Personally I went into a store and said I needed one for developing, the guy
spent 10 minutes refusing to sell me one and trying to talk me in to an
android. I've heard this identical story from several other developers I know
as well, its not isolated.

Another point is MS tried to play hardball with carriers like Apple did and
got smacked around. With Android carriers have complete control, they roll
there own versions, my dad has an android device which is almost unusable due
to the carrier OS on it. They have locked it down, and whats worse if he mucks
with it voids the warranty, looses help support. Not good for a 60 year old
mechanic.

Chances are carriers decided to teach MS a lesson, MS came in guns blazing
only to find I bet the resistance they have met has been way more than they
expected. And Im sure carriers know all too well the history of MS and have
deliberately knee capped them from trying to dominate the phone markets.

3) "Microsoft is being run by HP" and what does that mean? I assume he means
run by people without foresight, making bad business decisions. But arguable
HP have a good business plan which involves making a lot more more off
software than hardware.
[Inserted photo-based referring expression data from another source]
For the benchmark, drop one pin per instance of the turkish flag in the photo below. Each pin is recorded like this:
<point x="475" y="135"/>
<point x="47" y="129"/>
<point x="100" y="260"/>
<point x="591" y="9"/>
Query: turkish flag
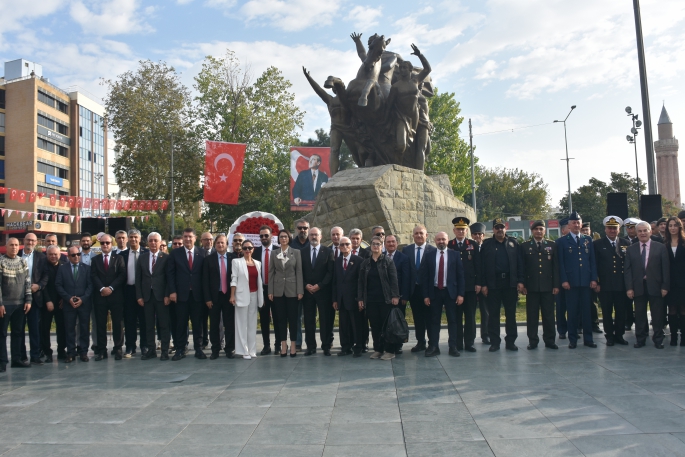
<point x="223" y="171"/>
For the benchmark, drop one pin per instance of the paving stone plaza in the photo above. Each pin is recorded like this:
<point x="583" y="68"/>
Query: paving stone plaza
<point x="601" y="402"/>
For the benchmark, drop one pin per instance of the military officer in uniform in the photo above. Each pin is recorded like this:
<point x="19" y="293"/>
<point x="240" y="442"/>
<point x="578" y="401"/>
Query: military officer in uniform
<point x="609" y="253"/>
<point x="470" y="260"/>
<point x="502" y="272"/>
<point x="578" y="275"/>
<point x="540" y="285"/>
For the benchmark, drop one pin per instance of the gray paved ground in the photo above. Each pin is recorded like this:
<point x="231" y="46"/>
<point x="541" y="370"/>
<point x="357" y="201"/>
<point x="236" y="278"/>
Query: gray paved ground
<point x="605" y="401"/>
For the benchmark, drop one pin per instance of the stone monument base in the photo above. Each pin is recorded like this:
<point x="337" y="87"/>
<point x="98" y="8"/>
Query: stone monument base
<point x="392" y="196"/>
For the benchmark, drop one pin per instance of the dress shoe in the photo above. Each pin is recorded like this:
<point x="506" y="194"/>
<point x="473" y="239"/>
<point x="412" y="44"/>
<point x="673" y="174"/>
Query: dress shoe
<point x="149" y="355"/>
<point x="419" y="347"/>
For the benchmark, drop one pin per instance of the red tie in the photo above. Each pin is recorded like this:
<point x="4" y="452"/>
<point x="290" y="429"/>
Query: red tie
<point x="441" y="271"/>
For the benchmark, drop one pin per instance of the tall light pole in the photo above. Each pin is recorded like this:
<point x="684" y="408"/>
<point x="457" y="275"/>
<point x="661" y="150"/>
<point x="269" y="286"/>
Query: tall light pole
<point x="568" y="167"/>
<point x="633" y="139"/>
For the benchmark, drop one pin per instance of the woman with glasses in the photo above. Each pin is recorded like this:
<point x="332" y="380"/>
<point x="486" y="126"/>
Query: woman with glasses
<point x="378" y="293"/>
<point x="246" y="296"/>
<point x="285" y="290"/>
<point x="675" y="299"/>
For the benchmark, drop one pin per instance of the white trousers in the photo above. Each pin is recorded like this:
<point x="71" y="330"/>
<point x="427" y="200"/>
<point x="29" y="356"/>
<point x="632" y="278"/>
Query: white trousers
<point x="246" y="327"/>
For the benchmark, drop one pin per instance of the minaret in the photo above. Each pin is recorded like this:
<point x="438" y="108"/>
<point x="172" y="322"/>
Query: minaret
<point x="666" y="149"/>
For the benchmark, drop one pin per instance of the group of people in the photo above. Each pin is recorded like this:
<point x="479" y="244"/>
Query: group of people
<point x="152" y="293"/>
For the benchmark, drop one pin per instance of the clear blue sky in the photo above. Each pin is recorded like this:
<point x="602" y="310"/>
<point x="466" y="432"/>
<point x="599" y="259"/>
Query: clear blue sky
<point x="510" y="63"/>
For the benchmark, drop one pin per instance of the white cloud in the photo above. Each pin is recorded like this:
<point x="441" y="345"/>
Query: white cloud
<point x="113" y="18"/>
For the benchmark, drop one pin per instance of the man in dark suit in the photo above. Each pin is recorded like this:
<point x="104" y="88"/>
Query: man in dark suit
<point x="39" y="279"/>
<point x="317" y="277"/>
<point x="53" y="307"/>
<point x="540" y="285"/>
<point x="309" y="182"/>
<point x="502" y="272"/>
<point x="345" y="286"/>
<point x="185" y="289"/>
<point x="578" y="275"/>
<point x="74" y="286"/>
<point x="416" y="252"/>
<point x="152" y="293"/>
<point x="108" y="274"/>
<point x="610" y="252"/>
<point x="442" y="282"/>
<point x="134" y="314"/>
<point x="216" y="282"/>
<point x="262" y="254"/>
<point x="470" y="259"/>
<point x="647" y="277"/>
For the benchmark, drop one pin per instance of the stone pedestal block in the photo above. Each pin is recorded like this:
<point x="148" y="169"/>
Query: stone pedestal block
<point x="392" y="196"/>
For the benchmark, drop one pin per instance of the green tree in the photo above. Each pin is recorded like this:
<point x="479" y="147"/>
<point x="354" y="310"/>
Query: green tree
<point x="590" y="200"/>
<point x="262" y="115"/>
<point x="511" y="192"/>
<point x="323" y="139"/>
<point x="148" y="110"/>
<point x="449" y="152"/>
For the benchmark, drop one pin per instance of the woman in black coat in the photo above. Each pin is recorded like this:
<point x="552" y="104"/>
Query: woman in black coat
<point x="378" y="292"/>
<point x="675" y="299"/>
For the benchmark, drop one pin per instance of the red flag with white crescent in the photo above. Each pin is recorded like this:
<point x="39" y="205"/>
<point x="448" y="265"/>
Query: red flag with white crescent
<point x="223" y="172"/>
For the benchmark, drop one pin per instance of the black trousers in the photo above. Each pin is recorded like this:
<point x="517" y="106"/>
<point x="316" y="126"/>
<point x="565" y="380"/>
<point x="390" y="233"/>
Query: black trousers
<point x="46" y="318"/>
<point x="70" y="316"/>
<point x="656" y="306"/>
<point x="134" y="317"/>
<point x="157" y="308"/>
<point x="222" y="313"/>
<point x="266" y="314"/>
<point x="466" y="313"/>
<point x="540" y="303"/>
<point x="498" y="297"/>
<point x="418" y="312"/>
<point x="191" y="308"/>
<point x="287" y="315"/>
<point x="14" y="314"/>
<point x="351" y="329"/>
<point x="613" y="304"/>
<point x="116" y="308"/>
HP is a hardware company making a transition to
software.. its nothing like MS. MS is innovating on quite an unusaual scale,
its nothing like HP ATM.

4) Lessons unlearned from vista. Please making an argument that incremental
change is plain idiotic. Without incremental change nothing improves.
Innovation is a process of failing till you get it right. Sure Vista had huge
problems, but if anyone hasn't noticed already every second version of windows
sucks. They innovate with one release then perfect with the next. Which is a
bad Sign for Win 8 as its an innovate release, Win 9 will be the king maker or
breaker.

5) "That’s an alcoholic level of denial" No there isn't, Longhorn was the
catastrophe not Vista, Vista was the recovery. And it showed that it was
rushed out the door, but it wasn't an epic failure, it sold perfectly well
like windows always does. And By SP 2 there wasn't anything wrong with it at
all. Denying Longhorn is an alcoholic level of denial.

6) "there’s already an ARM tablet that runs Windows" really.. saying building
for arm is a mistake... not sure I can even be bothered going into this. The
writer blames MS for being short sight, then says this...

7) "A key reason why lots of PC users have switched to Macs since 2006 is that
they could access the native functionality of Windows" sure.. I'd also say 1/3
drop in price helped more than being able to move your apps. But I guess there
where some who where interested in running Windows apps on a Mac. Another key
reason is the bad press from Vista.

8) "Tablet troll fight: Android vs Windows" this entire area neglects the
entire patent and copyright war going on. Is ignoring the head start Apple
has. And is focusing on 'fan boy' aspects... weakest part of the whole
article, Im not even sure he had a point, just some loosely related comments.

9) "PC market is decline" Wasn't there an article recently from PC World or
some similar out fit that totally dismissed this? pointed out numbers are
still extremely strong, desktop computing is going anywhere? An article which
had industry figures and not just someone thinks is happening from there arm
chair. From memory what is happening is desktop are being replaced with
laptops and people are buying portable devices along side there primary device
(laptop/desktop).

Overall I think he's right Win 8 won't matter as its going to be a cluster
f/ck. But its going to be a fun ride for me. I've already written 3 apps for
the Win 8 store, got 3 more sketches o my wall.

MS will continue because MS has the contracts, its the same reason Vista sold
so well, its going to be on every machine whether you want it or not.